The problem is it starts to get very slow when my window size is big. It will be something like O(N*W^2), where N is the data size, and W is the window size. I need to copy W size of data into a sublist(GetRange), and then loop through that sublist to compare.

So I try to apply parallelism by putting that code in a Parallel.For. However, when I look at the CPU core usage it just shows ~10% utilisation, and I can see some of the cores are just being idle. How do I maximize all my CPU power in this case? I have got like 16 cores on my machine.

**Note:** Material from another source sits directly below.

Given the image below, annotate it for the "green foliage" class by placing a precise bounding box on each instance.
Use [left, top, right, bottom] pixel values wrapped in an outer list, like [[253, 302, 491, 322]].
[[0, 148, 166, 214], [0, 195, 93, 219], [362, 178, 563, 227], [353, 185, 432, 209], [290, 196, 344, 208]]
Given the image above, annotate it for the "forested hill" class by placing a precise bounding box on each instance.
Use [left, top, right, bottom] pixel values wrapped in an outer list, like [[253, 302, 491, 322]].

public static double CountBadData(List<double> data, int someWindowSize, double limit)
{
    var badCount = 0;
    var totalSlidings = data.Count - someWindowSize + 1;
    Parallel.For(0, totalSlidings, i =>
    {
        if (!DetermineGoodOrBad(data.GetRange(i,someWindowSize), limit))
            Interlocked.Increment(ref badCount);
    });
    
    return badCount;
}

private bool DetermineGoodOrBad(List<double> subData, double limit)
{
    foreach(var data in subData)
    {
        if (data > limit) return false;
    }
    
    return true;
}
2

There are 2 answers

1
JonasH On BEST ANSWER

I'm not going to try to answer why the parallelism works poorly. There might be bandwith or caching issues, or that the CPUs spend time transferring ownership of the badCount variable. You will likely need to profile your program to get a real answer.

I'm instead going to try answering the implied question, how to make the code faster.

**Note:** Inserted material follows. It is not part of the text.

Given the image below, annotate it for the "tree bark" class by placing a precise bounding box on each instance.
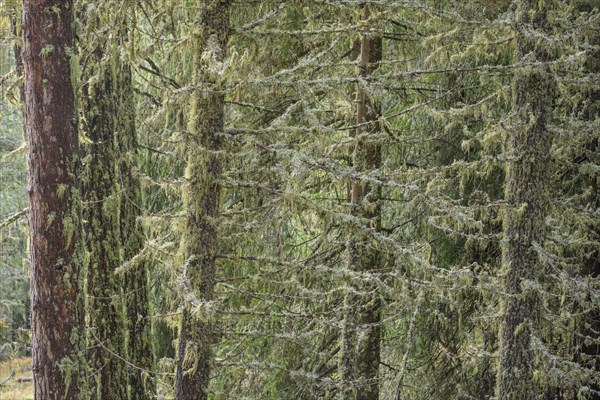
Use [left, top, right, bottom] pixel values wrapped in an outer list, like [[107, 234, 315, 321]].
[[175, 0, 230, 400], [82, 34, 127, 400], [117, 44, 155, 400], [339, 6, 382, 400], [496, 0, 556, 400], [23, 0, 84, 400]]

One way to do this is to keep track of how many bad values exist within the sliding window, so when we move the window one step we only need to check the values that where added and removed from the window, and decriment/increment the running count accordingly:

public static double CountBadData(List<double> data, int someWindowSize, double limit)
{
    var badValuesInWindow = 0;
    var totalSlidings = data.Count - someWindowSize + 1;
    var runningBadCount = 0;
    for (int i = 0; i < someWindowSize; i++)
    {
        if (data[i] > limit)
        {
            runningBadCount++;
        }
    }
    for (var i = 0; i < totalSlidings; i++)
    {
        if (data[i] > limit)
        {
            runningBadCount--;
        }
        if (data[i + someWindowSize] > limit)
        {
            runningBadCount++;
        }
        if (runningBadCount > 0)
        {
            badValuesInWindow++;
        }
    }
    return badValuesInWindow;
}

Be aware that this code is not tested. I would assume that there are a few of-by-one errors.

0
Theodor Zoulias On

I agree with JonasH that optimizing the algorithm is a more promising path for solving your problem, than trying to parallelize an unoptimized algorithm. For the sake of completeness, the parallelization attempt could be improved by avoiding to create physical slices of the List<double> data with the List<T>.GetRange method, and instead passing the whole list with indexes denoting the beginning and end of a virtual slice:

private bool IsGoodData(List<double> data, int from, int toExclusive, double limit)
{
    for (int i = from; i < toExclusive; i++)
        if (data[i] > limit) return false;
    return true;
}

Then the CountBadData can be implemented like this:

public double CountBadData(List<double> data, int windowSize, double limit)
{
    var badCount = 0;
    var totalSlidings = data.Count - windowSize + 1;
    ParallelOptions options = new() { MaxDegreeOfParallelism = Environment.ProcessorCount };
    Parallel.For(0, totalSlidings, options, i =>
    {
        if (!IsGoodData(data, i, i + windowSize, limit))
            Interlocked.Increment(ref badCount);
    });
    return badCount;
}

It is assumed that the IsGoodData method is restricted to just reading the data list. Otherwise, modifying the same List<T> from multiple threads concurrently would result in undefined behavior.